Why Should We Care - Making Your Story Universal - (Part Two)

Why Should We Care - Pitching Yourself Part Two
By Brandon Combs

So we've learned how to care about your story, but how do you get people to care about you as the writer? 

As an ice breaker— who here's been on a Blind Date? If you have, I'm so, so sorry. If you haven't, let me sum it up. It's a confusing and scary process where two people awkwardly force communication while harshly judging each other. Long story short, it's exactly like pitching and the same basic rules apply!

Whether you're pitching verbally or in writing, there are certain guidelines to remember: 

Everyone is different: Just like in the dating world, where there's a million fish in the sea, the same goes for executives who hear pitches. Not everyone is going to like every one of your projects or the way you pitch said project. Pitching is a numbers game. The more practice you can get pitching and the more people you can share your ideas with, the more likely you will find someone that's interested. 

There's no right or wrong way: There's a billion different dating sites and handbooks, and there are a billion different ways to pitch. It's up to you to figure out what’s the best way to tell your story.
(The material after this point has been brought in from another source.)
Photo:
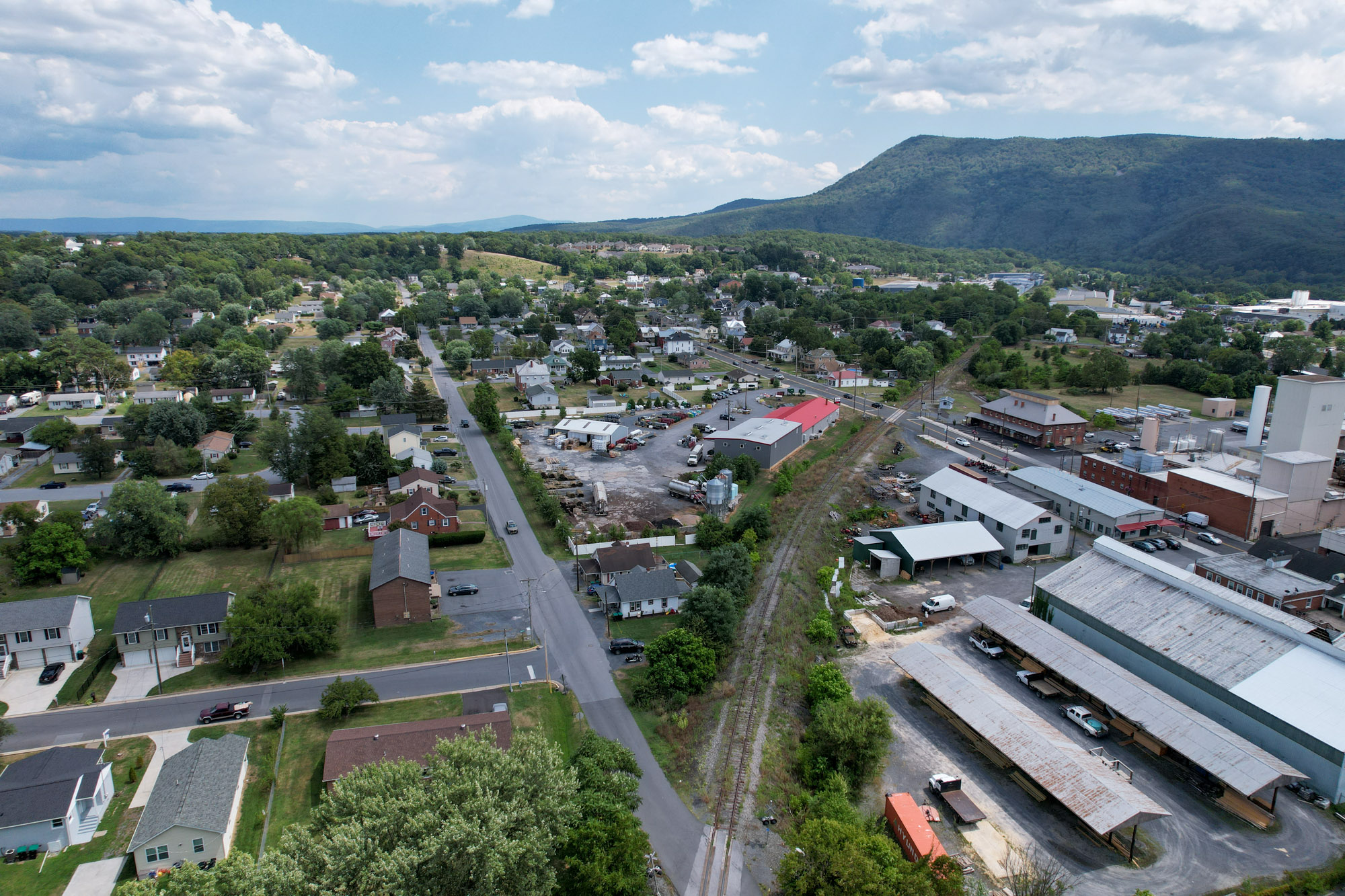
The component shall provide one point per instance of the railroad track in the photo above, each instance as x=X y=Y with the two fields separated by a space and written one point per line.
x=732 y=784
Every story is different, and they therefore need to be presented in different ways to hook a listener. Even the tips I give here—if something doesn't fit because of the structure of your particular story, don't try to force it. 

There's also certain pieces of information that every pitch should include: 

Make it love at first sight: Hook your listener early! First impressions are everything, so really put your projects’ best foot forward by talking about what’s exciting about your project. The earlier you can intrigue a listener/reader with any aspect of your idea the closer they will listen and the more engaged they will be. Get to the hook and relatable themes of your story/character quickly so we want to go on the journey with you. 
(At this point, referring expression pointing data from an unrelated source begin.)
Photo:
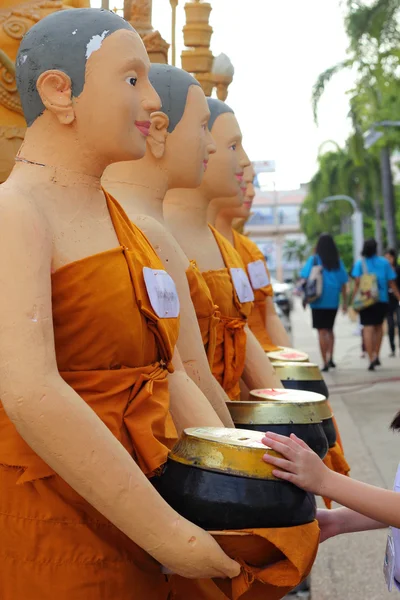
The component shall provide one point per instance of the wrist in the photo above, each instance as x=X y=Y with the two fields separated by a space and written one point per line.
x=327 y=483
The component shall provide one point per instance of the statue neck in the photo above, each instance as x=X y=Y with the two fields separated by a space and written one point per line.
x=50 y=144
x=187 y=209
x=223 y=224
x=141 y=190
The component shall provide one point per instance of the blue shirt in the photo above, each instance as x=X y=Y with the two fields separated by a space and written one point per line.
x=383 y=271
x=332 y=283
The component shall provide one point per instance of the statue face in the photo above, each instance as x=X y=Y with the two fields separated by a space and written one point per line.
x=224 y=175
x=112 y=114
x=243 y=212
x=190 y=145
Don't tell your whole life story: Just like how on a date you don't  want bring up that time in junior high you puked in gym class, you don't want to bog down your pitch with extraneous details. Don't "And then, and then, and then..." your listener to death with every single detail of your plot. Just hit the broad strokes. Tell the most horrific, comedic, tragic, thrilling and/or romantic parts of your story. Detail the trailer moments of your film by making them the connections between the beginning, middle and end. 

Have a solid style: If you're going on a date at The Ritz you wouldn't dress like you're going to McDonald's. Your style would match the situation. So, if you're pitching a horror script you wouldn't tell it like a comedy or a romcom. Make sure you begin by being very clear about the style and tone of your story. The better you setup your world and how it works, the better readers/listeners will understand what you're going for overall.

Bring out your character: Just like on a first date, you want to share glimmers of yourself, but not the whole shebang, you want to do the same with your characters in your pitch. We don't need to know EVERY single person in your script. Just the most important ones, the main protagonists and antagonists. The more people you mention the more confusing things become, so really try to hone in on the arcs and motivations of just your main players. 

If this sounds scary, don’t worry! Practice makes perfect and unlike a blind date you're in control!